2003-03-26 10:20 a.m.
what's the juice?
Hello.
Today is one of those days. I woke up.I opened my eyes. I saw the sun shining through my window. Heard the lovely mexican music playing in surround sound all over the house. And i wanted to throw up. No, i'm not bulemic. It's just that nothing is going right this week. And i feel horrible.
Yesterday we were supposed to present a five-minute analysis of a poem from our Literature text-books. Apparently this was a huge assignment i did not know about because i skipped class for the past two weeks. I had to make it all up right before i was called on. I created some theory about Langstong Hughes' poems and how three of them were connected even though they were written fifteen years apart. The teacher exclaimed that i had given the class "a gift" because i was so insightful and profound. "How many of you would have caught that?" she asked. Everyone smiled at me. I felt really, really awful. Like a fraud. Fraudelent.

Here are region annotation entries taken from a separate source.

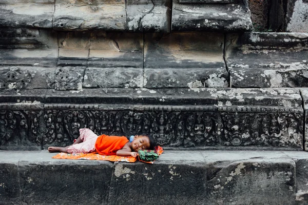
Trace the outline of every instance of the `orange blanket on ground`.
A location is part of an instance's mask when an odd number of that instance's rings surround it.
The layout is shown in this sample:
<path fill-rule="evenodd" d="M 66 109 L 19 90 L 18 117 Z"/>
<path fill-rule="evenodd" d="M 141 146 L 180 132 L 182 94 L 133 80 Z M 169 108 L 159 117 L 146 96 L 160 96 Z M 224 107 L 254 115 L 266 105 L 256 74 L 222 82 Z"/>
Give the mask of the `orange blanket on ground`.
<path fill-rule="evenodd" d="M 122 149 L 129 140 L 122 136 L 99 136 L 95 143 L 95 151 L 102 155 L 114 155 L 117 151 Z"/>
<path fill-rule="evenodd" d="M 160 155 L 164 151 L 160 146 L 157 147 L 157 153 Z M 137 160 L 137 157 L 121 157 L 117 155 L 101 155 L 96 152 L 90 153 L 74 153 L 69 154 L 61 152 L 51 157 L 53 159 L 87 159 L 87 160 L 107 160 L 111 161 L 125 161 L 126 162 L 134 162 Z M 153 161 L 144 161 L 145 163 L 153 163 Z"/>

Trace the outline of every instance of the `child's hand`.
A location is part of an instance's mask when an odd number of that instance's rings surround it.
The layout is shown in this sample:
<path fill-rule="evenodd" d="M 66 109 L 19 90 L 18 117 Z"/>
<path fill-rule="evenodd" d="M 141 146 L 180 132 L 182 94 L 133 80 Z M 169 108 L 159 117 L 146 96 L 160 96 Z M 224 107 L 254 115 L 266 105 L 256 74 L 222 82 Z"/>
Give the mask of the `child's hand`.
<path fill-rule="evenodd" d="M 138 153 L 136 152 L 131 152 L 130 153 L 130 156 L 131 156 L 133 157 L 136 157 L 138 155 Z"/>

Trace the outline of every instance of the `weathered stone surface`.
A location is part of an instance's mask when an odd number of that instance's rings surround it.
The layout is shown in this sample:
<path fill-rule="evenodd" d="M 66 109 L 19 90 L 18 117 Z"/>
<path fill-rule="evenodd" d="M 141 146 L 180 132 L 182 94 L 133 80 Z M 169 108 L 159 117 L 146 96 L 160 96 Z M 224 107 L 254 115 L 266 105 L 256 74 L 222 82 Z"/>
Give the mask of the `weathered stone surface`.
<path fill-rule="evenodd" d="M 271 0 L 270 2 L 267 29 L 275 32 L 285 31 L 286 2 L 283 0 Z"/>
<path fill-rule="evenodd" d="M 217 33 L 146 34 L 144 87 L 227 87 L 223 48 Z"/>
<path fill-rule="evenodd" d="M 45 89 L 0 89 L 0 103 L 2 105 L 10 102 L 36 102 L 43 104 L 46 92 Z"/>
<path fill-rule="evenodd" d="M 213 166 L 213 173 L 208 175 L 206 184 L 209 204 L 217 201 L 229 204 L 294 203 L 293 160 L 255 159 Z"/>
<path fill-rule="evenodd" d="M 251 13 L 238 4 L 185 4 L 173 1 L 172 31 L 244 31 L 253 28 Z"/>
<path fill-rule="evenodd" d="M 255 31 L 260 31 L 267 27 L 269 1 L 248 0 L 251 18 Z"/>
<path fill-rule="evenodd" d="M 229 76 L 221 69 L 145 69 L 143 87 L 159 88 L 226 88 Z"/>
<path fill-rule="evenodd" d="M 55 90 L 82 90 L 85 69 L 83 67 L 57 67 Z"/>
<path fill-rule="evenodd" d="M 124 30 L 124 0 L 55 1 L 53 27 L 61 30 Z"/>
<path fill-rule="evenodd" d="M 133 33 L 93 33 L 89 58 L 89 67 L 142 68 L 143 35 Z"/>
<path fill-rule="evenodd" d="M 20 108 L 0 113 L 0 149 L 38 150 L 42 149 L 42 134 L 46 134 L 43 112 L 40 102 L 15 104 Z"/>
<path fill-rule="evenodd" d="M 168 204 L 294 203 L 295 165 L 285 155 L 266 159 L 267 154 L 210 152 L 166 151 L 151 166 L 116 163 L 111 204 L 123 204 L 123 199 Z M 142 191 L 153 184 L 159 188 L 151 194 Z"/>
<path fill-rule="evenodd" d="M 55 71 L 38 66 L 0 67 L 0 89 L 53 89 Z"/>
<path fill-rule="evenodd" d="M 308 86 L 308 35 L 300 33 L 228 34 L 227 66 L 235 87 Z"/>
<path fill-rule="evenodd" d="M 59 160 L 47 150 L 0 155 L 0 172 L 15 173 L 9 184 L 18 194 L 7 192 L 0 201 L 41 204 L 294 204 L 308 159 L 304 152 L 165 150 L 148 165 Z M 85 191 L 89 184 L 92 191 Z"/>
<path fill-rule="evenodd" d="M 51 28 L 54 0 L 4 0 L 0 4 L 0 27 Z"/>
<path fill-rule="evenodd" d="M 83 87 L 142 88 L 142 68 L 91 67 L 85 73 Z"/>
<path fill-rule="evenodd" d="M 238 0 L 179 0 L 180 3 L 230 3 L 238 2 Z"/>
<path fill-rule="evenodd" d="M 174 88 L 148 89 L 136 89 L 133 93 L 133 102 L 140 105 L 161 105 L 172 106 L 173 110 L 180 110 L 181 106 L 191 105 L 208 107 L 209 110 L 217 111 L 218 97 L 212 95 L 212 90 L 206 88 Z M 136 106 L 135 109 L 138 109 Z"/>
<path fill-rule="evenodd" d="M 18 162 L 23 201 L 27 203 L 107 204 L 112 163 L 51 159 L 46 151 Z M 29 158 L 32 157 L 33 159 Z M 88 191 L 91 187 L 91 191 Z"/>
<path fill-rule="evenodd" d="M 87 66 L 90 34 L 86 32 L 59 33 L 59 66 Z"/>
<path fill-rule="evenodd" d="M 144 44 L 145 68 L 225 70 L 221 33 L 148 33 Z"/>
<path fill-rule="evenodd" d="M 171 0 L 128 0 L 128 29 L 133 31 L 170 31 Z"/>
<path fill-rule="evenodd" d="M 41 103 L 34 101 L 35 90 L 28 97 L 3 90 L 4 125 L 17 119 L 2 131 L 7 144 L 7 136 L 15 135 L 6 133 L 22 124 L 23 137 L 43 140 L 44 148 L 69 145 L 80 128 L 89 128 L 98 134 L 148 133 L 159 145 L 179 149 L 302 150 L 303 111 L 295 89 L 50 90 Z M 28 101 L 28 107 L 15 103 Z"/>
<path fill-rule="evenodd" d="M 20 155 L 0 151 L 0 203 L 21 203 L 18 161 Z"/>
<path fill-rule="evenodd" d="M 52 30 L 2 29 L 0 45 L 1 66 L 56 66 L 59 47 Z"/>
<path fill-rule="evenodd" d="M 147 204 L 149 200 L 164 204 L 202 203 L 206 195 L 203 185 L 206 167 L 203 157 L 198 155 L 188 154 L 191 158 L 188 159 L 185 156 L 182 161 L 157 160 L 152 165 L 154 166 L 141 162 L 115 163 L 110 183 L 110 204 L 136 201 Z M 184 162 L 185 159 L 192 161 L 187 164 Z M 153 189 L 154 186 L 156 188 Z M 144 191 L 149 190 L 152 191 Z"/>
<path fill-rule="evenodd" d="M 305 111 L 305 130 L 304 133 L 304 149 L 305 151 L 308 151 L 308 89 L 302 88 L 300 90 L 301 96 L 303 100 L 303 108 Z"/>
<path fill-rule="evenodd" d="M 287 2 L 286 31 L 308 32 L 308 2 L 305 0 Z"/>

I'd like to write a book. Something simple and elegant like The Girl's Guide To Hunting and Fishing. Something that's not uproariously funny, or extremely touching. A book that's pleasurable to read on a saturday afternoon in a large living room or a kitchen. I don't know where that came from. I might be getting sentimental.
I have about five minutes before i have to shower and prepare to go out. It almost feels like i'm acting. That might not be so bad, seeing as i have a rehearsal tonight. I'm going to be taught the "North Of England" dialect. Chiils! Thrills! Enema!